[PATCH 3/3] sl[auo]b: retry allocation once in case of failure.

Glauber Costa <glommer@xxxxxxxxxxxxx> · Wed, 19 Dec 2012 18:01:42 +0400

When we are out of space in the caches, we will try to allocate a new
page.  If we still fail, the page allocator will try to free pages
through direct reclaim. Which means that if an object allocation failed
we can be sure that no new pages could be given to us, even though
direct reclaim was likely invoked.

However, direct reclaim will also try to shrink objects from registered
shrinkers. They won't necessarily free a full page, but if our cache
happens to be one with a shrinker, this may very well open up the space
we need. So we retry the allocation in this case.

We can't know for sure if this happened. So the best we can do is try to
derive from our allocation flags how likely it is for direct reclaim to
have been called, and retry if we conclude that this is highly likely
(GFP_NOWAIT | GFP_FS | !GFP_NORETRY).

The common case is for the allocation to succeed.
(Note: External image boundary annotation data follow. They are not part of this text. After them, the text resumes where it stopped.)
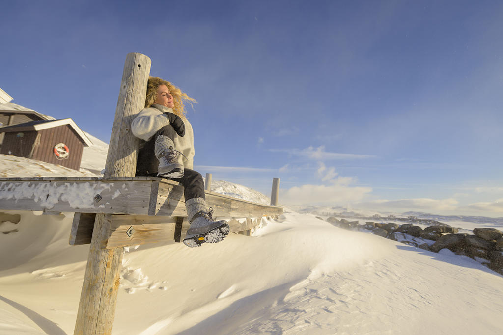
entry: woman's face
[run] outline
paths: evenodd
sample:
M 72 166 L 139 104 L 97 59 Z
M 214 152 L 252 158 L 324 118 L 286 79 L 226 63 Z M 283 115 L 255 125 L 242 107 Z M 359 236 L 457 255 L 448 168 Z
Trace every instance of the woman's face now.
M 162 105 L 168 108 L 175 107 L 173 102 L 173 96 L 170 92 L 170 89 L 165 85 L 159 85 L 157 88 L 157 97 L 155 98 L 155 103 Z

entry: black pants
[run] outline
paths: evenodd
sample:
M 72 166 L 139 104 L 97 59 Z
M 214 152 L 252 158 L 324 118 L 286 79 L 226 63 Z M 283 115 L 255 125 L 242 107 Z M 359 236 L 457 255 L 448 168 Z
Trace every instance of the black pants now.
M 154 154 L 154 147 L 155 144 L 155 139 L 159 135 L 167 136 L 172 140 L 175 139 L 178 136 L 173 126 L 168 125 L 159 130 L 159 131 L 148 141 L 142 141 L 140 144 L 138 160 L 136 162 L 137 176 L 157 176 L 159 161 Z M 184 194 L 186 201 L 192 198 L 206 198 L 203 176 L 197 171 L 191 169 L 184 169 L 183 177 L 166 179 L 170 179 L 184 185 L 185 189 Z

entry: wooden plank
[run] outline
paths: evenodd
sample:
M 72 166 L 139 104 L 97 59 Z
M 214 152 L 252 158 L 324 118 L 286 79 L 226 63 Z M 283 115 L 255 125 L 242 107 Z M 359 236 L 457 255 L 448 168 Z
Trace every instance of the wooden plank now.
M 175 241 L 177 217 L 149 215 L 112 215 L 107 248 L 138 246 Z M 185 237 L 189 223 L 183 222 L 181 237 Z
M 146 214 L 151 183 L 150 180 L 0 181 L 0 209 Z M 101 199 L 95 199 L 97 195 Z
M 112 331 L 123 252 L 105 247 L 111 219 L 110 214 L 96 215 L 74 334 Z
M 244 217 L 226 220 L 231 233 L 237 233 L 257 227 L 261 220 L 261 217 Z M 108 249 L 180 242 L 187 235 L 189 227 L 187 217 L 158 215 L 111 215 L 110 222 L 110 230 L 106 237 Z
M 68 241 L 70 246 L 79 246 L 91 243 L 96 217 L 96 214 L 94 213 L 75 213 L 73 215 Z
M 150 59 L 141 54 L 130 53 L 126 58 L 105 163 L 105 178 L 134 175 L 139 140 L 131 132 L 131 123 L 144 105 L 150 64 Z M 133 186 L 130 181 L 113 182 L 120 183 Z M 141 194 L 139 198 L 141 201 L 145 202 L 147 212 L 152 182 L 136 183 L 149 185 L 144 190 L 145 194 Z M 132 194 L 135 192 L 136 187 L 130 189 L 127 194 L 120 191 L 117 197 L 123 194 L 123 197 L 127 197 L 124 199 L 125 203 L 136 203 L 136 197 Z M 110 214 L 96 215 L 75 322 L 75 334 L 112 332 L 123 250 L 122 248 L 106 248 L 112 223 L 111 220 Z
M 151 202 L 148 213 L 167 216 L 186 216 L 183 186 L 161 181 L 158 187 L 156 200 L 155 203 Z

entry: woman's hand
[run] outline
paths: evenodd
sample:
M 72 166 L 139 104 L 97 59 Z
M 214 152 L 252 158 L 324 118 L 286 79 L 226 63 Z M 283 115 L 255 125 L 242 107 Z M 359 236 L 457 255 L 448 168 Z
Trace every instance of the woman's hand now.
M 178 136 L 180 137 L 183 137 L 184 135 L 185 135 L 185 125 L 180 117 L 176 114 L 169 112 L 164 114 L 167 116 L 168 119 L 170 119 L 170 124 L 173 126 L 175 131 L 177 132 Z

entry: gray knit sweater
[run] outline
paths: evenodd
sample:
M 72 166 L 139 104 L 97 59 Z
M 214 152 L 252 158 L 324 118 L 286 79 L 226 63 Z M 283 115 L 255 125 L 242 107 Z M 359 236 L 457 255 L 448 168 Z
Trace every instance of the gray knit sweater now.
M 134 118 L 131 123 L 131 131 L 136 137 L 147 141 L 164 126 L 170 124 L 167 116 L 163 113 L 173 113 L 173 110 L 160 104 L 153 104 L 151 107 L 146 108 Z M 189 120 L 183 117 L 180 117 L 185 125 L 185 135 L 183 137 L 176 136 L 173 139 L 175 149 L 180 151 L 185 157 L 186 160 L 181 155 L 178 160 L 184 167 L 192 169 L 194 165 L 194 133 L 192 125 Z M 152 152 L 153 155 L 154 153 Z

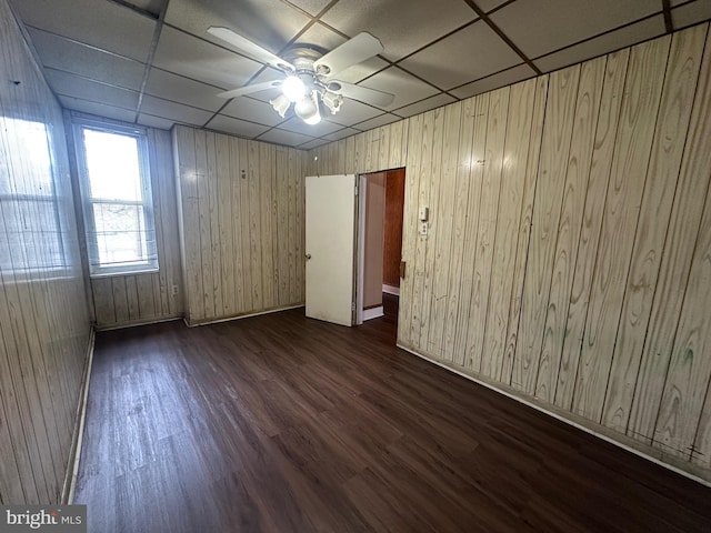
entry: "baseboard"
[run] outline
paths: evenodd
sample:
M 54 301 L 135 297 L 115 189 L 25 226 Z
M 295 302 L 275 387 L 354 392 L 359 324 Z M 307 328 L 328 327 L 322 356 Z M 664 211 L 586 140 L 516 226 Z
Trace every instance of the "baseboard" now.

So we carefuly insert
a likely branch for that case.

Signed-off-by: Glauber Costa <glommer@xxxxxxxxxxxxx>
CC: Christoph Lameter <cl@xxxxxxxxx>
CC: David Rientjes <rientjes@xxxxxxxxxx>
CC: Pekka Enberg <penberg@xxxxxxxxxxxxxx>
CC: Andrew Morton <akpm@xxxxxxxxxxxxxxxxxxxx>
CC: Mel Gorman <mgorman@xxxxxxx>
---
 mm/slab.c |  2 ++
 mm/slab.h | 42 ++++++++++++++++++++++++++++++++++++++++++
 mm/slob.c | 27 +++++++++++++++++++++++----
 mm/slub.c | 26 ++++++++++++++++++++------
 4 files changed, 87 insertions(+), 10 deletions(-)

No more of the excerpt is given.